Alors, nous emploierons les grands moyens, répondit Paganel.
Vous avez donc de grands moyens ? demanda le major.
A n'en savoir que faire ! » répliqua Paganel
sans s'expliquer davantage.
Il ne restait plus qu'à attendre la nuit pour essayer de franchir
la ligne des indigènes.
Ceux-ci n'avaient pas quitté la place. Leurs rangs semblaient même
s'être grossis des retardataires de la tribu. çà et
là, des foyers allumés formaient une ceinture de
feux à
la base du cône. Quand les ténèbres envahirent les vallées
environnantes, le Maunganamu parut sortir d'un vaste brasier, tandis que
son sommet se perdait dans une ombre épaisse. On entendait à six
cents pieds plus bas l'agitation, les cris, le murmure du bivouac
ennemi.
A neuf heures, par une nuit très noire, Glenarvan et John Mangles résolurent d'opérer une reconnaissance, avant d'entraîner
leurs
compagnons sur cette périlleuse route. Ils descendirent sans bruit,
pendant dix minutes environ, et s'engagèrent sur l'étroite
arête qui traversait la ligne indigène, à cinquante pieds
au-dessus du campement.
Tout allait bien jusqu'alors. Les Maoris, étendus près de leurs brasiers, ne semblaient pas apercevoir les deux fugitifs, qui firent encore quelques pas. Mais soudain, à gauche et à droite de la crête, une double fusillade éclata.

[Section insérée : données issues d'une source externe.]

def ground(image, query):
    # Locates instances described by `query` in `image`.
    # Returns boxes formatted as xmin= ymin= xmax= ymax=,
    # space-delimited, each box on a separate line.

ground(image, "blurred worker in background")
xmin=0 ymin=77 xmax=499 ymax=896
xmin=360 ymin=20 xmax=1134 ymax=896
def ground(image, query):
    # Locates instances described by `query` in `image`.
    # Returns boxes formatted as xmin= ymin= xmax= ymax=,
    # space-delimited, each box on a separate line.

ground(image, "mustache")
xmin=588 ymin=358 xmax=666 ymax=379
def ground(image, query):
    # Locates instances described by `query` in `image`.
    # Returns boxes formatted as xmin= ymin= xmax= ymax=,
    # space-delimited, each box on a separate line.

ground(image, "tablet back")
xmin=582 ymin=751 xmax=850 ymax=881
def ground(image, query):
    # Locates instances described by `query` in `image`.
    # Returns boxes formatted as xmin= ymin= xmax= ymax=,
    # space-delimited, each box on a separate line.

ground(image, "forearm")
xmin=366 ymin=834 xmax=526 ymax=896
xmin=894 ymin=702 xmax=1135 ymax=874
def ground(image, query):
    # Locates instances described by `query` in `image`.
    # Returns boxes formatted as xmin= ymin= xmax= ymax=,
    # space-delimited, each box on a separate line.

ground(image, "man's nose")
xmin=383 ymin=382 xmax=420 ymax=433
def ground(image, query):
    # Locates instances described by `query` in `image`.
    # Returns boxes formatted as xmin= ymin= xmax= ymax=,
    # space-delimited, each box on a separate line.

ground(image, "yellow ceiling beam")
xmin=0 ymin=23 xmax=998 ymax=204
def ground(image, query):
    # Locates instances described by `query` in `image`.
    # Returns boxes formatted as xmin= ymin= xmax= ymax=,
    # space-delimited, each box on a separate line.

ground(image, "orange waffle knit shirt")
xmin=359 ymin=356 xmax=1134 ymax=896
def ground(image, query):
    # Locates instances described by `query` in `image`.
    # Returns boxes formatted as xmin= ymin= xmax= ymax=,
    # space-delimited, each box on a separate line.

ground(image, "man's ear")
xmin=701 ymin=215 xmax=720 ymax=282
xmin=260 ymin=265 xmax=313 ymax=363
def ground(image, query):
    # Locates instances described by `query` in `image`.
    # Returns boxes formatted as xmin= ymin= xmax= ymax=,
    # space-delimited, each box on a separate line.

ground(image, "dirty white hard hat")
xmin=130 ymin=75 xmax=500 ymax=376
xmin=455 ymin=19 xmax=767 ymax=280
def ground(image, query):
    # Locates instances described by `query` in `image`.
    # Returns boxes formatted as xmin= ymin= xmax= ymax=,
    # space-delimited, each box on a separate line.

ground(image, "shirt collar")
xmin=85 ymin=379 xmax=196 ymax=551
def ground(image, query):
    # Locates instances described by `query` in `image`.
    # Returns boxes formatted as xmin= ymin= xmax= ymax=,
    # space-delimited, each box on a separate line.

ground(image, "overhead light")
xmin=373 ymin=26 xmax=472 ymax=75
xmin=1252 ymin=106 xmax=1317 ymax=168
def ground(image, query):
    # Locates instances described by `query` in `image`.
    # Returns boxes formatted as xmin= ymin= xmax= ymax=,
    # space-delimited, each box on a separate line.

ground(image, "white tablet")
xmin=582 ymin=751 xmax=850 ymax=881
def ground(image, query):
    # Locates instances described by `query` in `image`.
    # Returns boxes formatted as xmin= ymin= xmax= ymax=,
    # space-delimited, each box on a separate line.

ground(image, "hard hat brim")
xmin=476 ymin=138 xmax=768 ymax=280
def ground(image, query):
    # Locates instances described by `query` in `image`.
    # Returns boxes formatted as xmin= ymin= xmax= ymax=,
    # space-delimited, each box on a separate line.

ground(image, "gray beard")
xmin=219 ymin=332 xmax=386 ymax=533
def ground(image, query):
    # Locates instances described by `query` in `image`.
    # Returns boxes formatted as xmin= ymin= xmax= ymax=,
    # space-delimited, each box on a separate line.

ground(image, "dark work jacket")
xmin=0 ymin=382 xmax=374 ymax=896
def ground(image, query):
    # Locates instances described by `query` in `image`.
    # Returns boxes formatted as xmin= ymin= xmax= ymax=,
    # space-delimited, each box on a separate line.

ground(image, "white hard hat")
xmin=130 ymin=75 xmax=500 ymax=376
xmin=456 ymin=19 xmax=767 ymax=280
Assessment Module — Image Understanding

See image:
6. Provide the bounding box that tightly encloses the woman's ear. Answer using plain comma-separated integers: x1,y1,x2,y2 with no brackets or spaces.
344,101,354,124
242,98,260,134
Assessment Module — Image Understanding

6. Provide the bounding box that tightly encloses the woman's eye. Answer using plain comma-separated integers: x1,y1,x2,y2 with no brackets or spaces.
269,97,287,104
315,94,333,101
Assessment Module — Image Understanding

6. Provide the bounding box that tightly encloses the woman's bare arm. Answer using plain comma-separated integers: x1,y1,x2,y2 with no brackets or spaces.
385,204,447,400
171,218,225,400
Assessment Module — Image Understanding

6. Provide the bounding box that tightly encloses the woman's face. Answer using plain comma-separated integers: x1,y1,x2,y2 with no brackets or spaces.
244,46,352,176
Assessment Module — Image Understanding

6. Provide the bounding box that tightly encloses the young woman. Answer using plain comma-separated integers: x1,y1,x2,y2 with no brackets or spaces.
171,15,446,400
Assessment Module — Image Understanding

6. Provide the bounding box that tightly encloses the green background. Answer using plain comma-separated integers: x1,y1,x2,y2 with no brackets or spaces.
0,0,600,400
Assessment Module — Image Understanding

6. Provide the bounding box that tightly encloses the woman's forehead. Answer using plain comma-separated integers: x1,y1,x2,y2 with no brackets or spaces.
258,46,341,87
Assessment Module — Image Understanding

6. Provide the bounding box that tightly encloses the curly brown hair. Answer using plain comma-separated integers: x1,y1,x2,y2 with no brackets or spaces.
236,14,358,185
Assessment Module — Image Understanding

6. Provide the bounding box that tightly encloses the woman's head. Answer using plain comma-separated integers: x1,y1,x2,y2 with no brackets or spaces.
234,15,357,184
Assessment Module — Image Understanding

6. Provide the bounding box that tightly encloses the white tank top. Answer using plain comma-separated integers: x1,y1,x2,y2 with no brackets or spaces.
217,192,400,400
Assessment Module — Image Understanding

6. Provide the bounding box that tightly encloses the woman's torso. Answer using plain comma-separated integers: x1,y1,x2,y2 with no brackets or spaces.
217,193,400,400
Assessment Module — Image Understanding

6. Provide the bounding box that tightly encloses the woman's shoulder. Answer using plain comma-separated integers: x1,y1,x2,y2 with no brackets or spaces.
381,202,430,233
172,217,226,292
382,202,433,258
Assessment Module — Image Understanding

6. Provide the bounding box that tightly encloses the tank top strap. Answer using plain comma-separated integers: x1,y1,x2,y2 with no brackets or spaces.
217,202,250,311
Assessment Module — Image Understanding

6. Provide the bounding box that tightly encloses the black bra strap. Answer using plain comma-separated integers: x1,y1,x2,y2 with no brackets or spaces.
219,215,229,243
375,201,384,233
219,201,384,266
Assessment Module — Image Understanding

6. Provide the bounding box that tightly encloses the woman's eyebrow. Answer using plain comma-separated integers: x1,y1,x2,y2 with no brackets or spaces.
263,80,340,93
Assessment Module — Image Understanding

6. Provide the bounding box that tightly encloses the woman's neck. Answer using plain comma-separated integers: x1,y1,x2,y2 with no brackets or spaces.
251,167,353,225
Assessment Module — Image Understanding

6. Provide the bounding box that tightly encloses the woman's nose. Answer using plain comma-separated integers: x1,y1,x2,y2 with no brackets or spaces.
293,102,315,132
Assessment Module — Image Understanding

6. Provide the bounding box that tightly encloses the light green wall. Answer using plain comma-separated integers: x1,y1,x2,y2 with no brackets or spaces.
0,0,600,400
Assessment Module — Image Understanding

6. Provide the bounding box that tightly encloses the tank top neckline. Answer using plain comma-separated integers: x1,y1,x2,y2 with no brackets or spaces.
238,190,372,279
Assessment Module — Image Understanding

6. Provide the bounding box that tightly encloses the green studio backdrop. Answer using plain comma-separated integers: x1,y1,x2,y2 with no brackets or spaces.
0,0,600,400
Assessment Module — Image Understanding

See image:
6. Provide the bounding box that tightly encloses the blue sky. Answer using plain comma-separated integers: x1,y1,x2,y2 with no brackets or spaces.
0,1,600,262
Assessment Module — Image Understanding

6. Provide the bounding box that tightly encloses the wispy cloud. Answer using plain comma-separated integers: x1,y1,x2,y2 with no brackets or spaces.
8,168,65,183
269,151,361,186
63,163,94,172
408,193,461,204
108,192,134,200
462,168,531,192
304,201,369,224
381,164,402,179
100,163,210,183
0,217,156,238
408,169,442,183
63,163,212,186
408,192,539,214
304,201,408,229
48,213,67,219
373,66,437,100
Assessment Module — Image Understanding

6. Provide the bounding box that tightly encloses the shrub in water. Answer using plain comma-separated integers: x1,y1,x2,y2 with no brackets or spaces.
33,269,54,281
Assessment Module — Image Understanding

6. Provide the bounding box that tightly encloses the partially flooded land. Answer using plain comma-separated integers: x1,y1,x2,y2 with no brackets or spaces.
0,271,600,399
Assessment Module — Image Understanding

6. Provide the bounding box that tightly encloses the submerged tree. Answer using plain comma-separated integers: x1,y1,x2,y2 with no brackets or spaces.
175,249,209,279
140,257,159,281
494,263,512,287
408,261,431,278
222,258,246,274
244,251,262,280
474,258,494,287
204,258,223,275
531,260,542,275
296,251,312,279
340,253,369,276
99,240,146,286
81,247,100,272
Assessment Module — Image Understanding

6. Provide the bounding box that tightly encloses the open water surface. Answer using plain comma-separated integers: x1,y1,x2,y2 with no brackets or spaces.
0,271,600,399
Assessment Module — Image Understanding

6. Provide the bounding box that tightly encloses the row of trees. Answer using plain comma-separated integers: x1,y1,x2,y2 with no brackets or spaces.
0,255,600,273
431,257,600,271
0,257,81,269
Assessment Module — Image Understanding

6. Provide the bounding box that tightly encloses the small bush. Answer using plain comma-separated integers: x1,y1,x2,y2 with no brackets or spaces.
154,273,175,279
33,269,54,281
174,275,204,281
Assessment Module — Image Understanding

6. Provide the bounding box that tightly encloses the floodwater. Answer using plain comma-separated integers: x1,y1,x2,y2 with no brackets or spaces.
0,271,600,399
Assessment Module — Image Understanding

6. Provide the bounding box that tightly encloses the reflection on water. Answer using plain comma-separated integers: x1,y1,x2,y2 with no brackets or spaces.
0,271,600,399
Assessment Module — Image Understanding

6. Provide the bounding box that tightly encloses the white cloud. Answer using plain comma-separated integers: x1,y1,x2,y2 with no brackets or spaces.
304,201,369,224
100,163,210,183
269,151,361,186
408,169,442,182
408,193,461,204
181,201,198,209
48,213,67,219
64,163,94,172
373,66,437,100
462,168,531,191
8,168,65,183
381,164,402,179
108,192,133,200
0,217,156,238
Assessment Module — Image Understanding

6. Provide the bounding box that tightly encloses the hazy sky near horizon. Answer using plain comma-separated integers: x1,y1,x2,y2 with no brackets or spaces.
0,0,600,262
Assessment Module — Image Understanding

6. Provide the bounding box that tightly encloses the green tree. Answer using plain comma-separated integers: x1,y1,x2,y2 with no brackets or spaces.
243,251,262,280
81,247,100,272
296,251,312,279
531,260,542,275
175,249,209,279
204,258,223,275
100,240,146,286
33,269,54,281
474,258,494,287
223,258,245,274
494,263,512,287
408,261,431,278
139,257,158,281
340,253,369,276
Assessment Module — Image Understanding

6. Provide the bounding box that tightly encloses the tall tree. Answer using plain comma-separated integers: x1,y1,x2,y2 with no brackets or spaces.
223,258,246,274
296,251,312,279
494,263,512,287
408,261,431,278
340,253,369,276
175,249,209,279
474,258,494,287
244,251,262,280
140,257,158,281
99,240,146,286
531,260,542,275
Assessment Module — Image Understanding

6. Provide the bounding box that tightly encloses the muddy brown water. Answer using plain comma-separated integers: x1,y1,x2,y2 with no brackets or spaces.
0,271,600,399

« En arrière ! dit Glenarvan, ces bandits ont des yeux de
chat et des fusils de riflemen ! »
John Mangles et lui remontèrent aussitôt les roides talus du mont, et vinrent promptement rassurer leurs amis effrayés par les
détonations. Le chapeau de Glenarvan avait été traversé de deux balles. Il était donc impossible de s'aventurer sur l'interminable crête entre ces deux rangs de tirailleurs.
« A demain, dit Paganel, et puisque nous ne pouvons tromper la vigilance de ces indigènes, vous me permettrez de leur servir un plat de ma façon ! »
La température était assez froide. Heureusement, Kara-Tété avait emporté dans sa tombe ses meilleures robes de nuit, de chaudes couvertures de
phormium dont chacun s'enveloppa sans
scrupule, et bientôt les fugitifs, gardés par la superstition indigène, dormaient tranquillement à l'abri des palissades, sur ce sol tiède et tout frissonnant de bouillonnements intérieurs.